The rest are merely flashes, with Takeshita’s answer only ever being a step or two away. That’s again the case at the finish line too, rather bluntly responding to Doi’s sole flurry of note. This is quite the presentation for Takeshita, feeling truly unstoppable in a hectic firefight. It seems increasingly apparent that this is the blueprint for Takeshita, particularly as a heel. His offence is showcased without unnecessary segments that stretch things thin.
Instead, it’s almost like a compilation, neatly layering Takeshita’s crunchiest bombs. He’s such an explosive wrestler, which is why some of his heel instincts feel almost wasteful. Granted, not every opponent will be Darby Allin or Naruki Doi, though the point stands. Whenever I watch the latter, I’m stunned by his remaining burst, still pushing a superb pace, even at 43 years old. Very good match, achieving an awful lot over its ten minute runtime.
Drew McIntyre vs. Sami Zayn (WWE RAW)
Since beginning his gradual heel turn in late 2023, Drew McIntyre has been in the form of his life. It’s been quite the rebound too, particularly considering the way things felt at SummerSlam. McIntyre had run his course as a babyface, reaching the mountaintop and stumbling on any attempt to repeat that feat. As a bitter, resentful villain though, McIntyre feels truly rejuvenated, even without any wins in major matches.
As expected, that trend continued on Saturday, as McIntyre’s Royal Rumble peaked with final four status. On the following RAW though, McIntyre was able to virtually erase that result, getting heat on an injured CM Punk. The show’s opening segment made the best of a bad situation, giving McIntyre a noteworthy line while setting up his TV main event with Sami Zayn. Entering at #30 on Saturday, Zayn was surprisingly insignificant, dispatching Damian Priest before being eliminated by McIntyre.
This latest meeting is their third singles match since October, with the second being an extended 20-minute opener. That bout expanded on the original’s qualities, maximising a simple layout with physicality and polish. It’s a natural pairing with this current babyface – heel dynamic, as Zayn’s usual approach does an awful lot for McIntyre by default. As always, he relishes the chance to sell and McIntyre is equally thrilled to provide him with suitable material.

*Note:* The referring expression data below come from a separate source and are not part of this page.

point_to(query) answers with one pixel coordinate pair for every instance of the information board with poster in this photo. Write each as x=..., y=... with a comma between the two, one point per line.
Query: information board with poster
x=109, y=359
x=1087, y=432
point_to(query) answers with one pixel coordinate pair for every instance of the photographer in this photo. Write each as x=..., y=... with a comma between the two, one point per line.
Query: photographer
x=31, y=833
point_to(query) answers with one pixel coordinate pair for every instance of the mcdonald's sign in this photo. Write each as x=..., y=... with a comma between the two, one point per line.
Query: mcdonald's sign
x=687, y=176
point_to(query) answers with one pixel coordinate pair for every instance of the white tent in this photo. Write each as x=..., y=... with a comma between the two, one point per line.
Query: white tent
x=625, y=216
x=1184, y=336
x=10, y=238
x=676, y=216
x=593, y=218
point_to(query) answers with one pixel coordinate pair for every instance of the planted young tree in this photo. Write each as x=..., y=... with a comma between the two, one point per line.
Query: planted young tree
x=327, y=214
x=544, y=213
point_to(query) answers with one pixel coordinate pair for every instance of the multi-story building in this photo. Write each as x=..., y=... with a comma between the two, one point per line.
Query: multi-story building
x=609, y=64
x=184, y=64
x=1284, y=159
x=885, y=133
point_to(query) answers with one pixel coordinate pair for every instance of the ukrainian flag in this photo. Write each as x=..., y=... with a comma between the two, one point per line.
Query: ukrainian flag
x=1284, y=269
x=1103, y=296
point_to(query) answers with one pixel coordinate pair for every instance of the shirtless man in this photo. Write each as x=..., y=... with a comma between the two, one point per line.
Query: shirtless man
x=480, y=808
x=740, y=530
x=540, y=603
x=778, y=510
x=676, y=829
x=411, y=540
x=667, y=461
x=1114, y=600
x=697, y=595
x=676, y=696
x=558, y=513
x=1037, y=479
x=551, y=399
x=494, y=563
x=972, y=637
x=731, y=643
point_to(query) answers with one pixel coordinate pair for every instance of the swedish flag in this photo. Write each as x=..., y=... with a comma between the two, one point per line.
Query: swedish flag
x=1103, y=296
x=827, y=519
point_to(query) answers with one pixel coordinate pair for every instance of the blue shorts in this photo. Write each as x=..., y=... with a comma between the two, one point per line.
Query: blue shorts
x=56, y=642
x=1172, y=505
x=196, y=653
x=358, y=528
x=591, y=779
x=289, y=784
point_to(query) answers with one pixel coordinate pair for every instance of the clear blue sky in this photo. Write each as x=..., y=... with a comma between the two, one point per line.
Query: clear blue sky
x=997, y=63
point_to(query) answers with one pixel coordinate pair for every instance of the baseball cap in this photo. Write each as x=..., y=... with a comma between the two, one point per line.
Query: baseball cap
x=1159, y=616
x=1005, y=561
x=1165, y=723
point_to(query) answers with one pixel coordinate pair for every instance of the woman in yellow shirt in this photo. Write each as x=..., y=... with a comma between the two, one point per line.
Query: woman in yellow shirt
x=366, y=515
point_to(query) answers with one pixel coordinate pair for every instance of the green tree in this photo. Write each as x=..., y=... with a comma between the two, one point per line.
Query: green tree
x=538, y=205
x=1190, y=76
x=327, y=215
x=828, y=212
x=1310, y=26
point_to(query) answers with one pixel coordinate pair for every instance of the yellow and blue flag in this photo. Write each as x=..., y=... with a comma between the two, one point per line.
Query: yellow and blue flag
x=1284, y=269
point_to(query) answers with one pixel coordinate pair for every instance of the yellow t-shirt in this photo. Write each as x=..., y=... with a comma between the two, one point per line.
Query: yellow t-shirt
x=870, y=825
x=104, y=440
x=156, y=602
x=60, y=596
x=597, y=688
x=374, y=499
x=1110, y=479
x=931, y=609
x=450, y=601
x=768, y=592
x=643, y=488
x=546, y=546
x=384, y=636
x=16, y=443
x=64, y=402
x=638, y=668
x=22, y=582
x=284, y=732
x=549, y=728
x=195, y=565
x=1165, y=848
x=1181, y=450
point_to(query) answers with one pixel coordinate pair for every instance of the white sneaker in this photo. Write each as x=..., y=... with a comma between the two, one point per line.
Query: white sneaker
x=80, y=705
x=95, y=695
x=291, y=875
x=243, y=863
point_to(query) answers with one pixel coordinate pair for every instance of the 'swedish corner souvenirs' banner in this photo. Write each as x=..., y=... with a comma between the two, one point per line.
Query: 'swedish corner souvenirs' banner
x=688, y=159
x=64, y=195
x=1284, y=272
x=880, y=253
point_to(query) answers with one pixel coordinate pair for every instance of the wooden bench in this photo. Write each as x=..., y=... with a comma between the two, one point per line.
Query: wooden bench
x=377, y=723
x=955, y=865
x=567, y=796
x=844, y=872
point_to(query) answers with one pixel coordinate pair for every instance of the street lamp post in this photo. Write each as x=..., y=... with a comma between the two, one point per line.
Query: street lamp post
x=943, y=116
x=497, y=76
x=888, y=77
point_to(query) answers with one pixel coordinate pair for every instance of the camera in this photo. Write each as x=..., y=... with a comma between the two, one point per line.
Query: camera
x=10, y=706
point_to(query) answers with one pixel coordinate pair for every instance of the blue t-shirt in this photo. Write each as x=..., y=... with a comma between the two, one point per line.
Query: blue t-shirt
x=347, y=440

While not as expansive, this match is the most direct portrayal of that combination, as McIntyre is now fully removed from any shade of grey. As a result, he’s able to fully embody the heel role, launching Zayn around with a smug arrogance. That demeanour opens the door for a snappy Zayn shine, even placing his barricade moonsault in picture-in-picture. McIntyre’s cutoff arrives in that same break though, swiftly taking over and securing some heat before their return.
One constant throughout this series, regardless of disposition, has been the physicality. Their matches pack a substantial punch, with Zayn continually meeting McIntyre in the middle for strike exchanges. Those instances never sacrifice their broader rhythm though, as Zayn remains firmly cemented as the bout’s underdog. Some of that is simply implied by the physical contrast on display, with Zayn playing his best Terry Funk cover, to co-sign Ibou, of WrestlePurists.
In fact, McIntyre is so dominant in the meat of this match that they can throw a bone Zayn’s way on the finish. It’s a neat idea with solid execution, protecting Zayn who remains unable to defeat McIntyre. That play doesn’t undercut a very necessary win for McIntyre, yet it does suggest that Zayn may eventually overcome this particular hurdle. Good television main event in exactly the ways you’d expect, more of the same from two incredibly reliable wrestlers.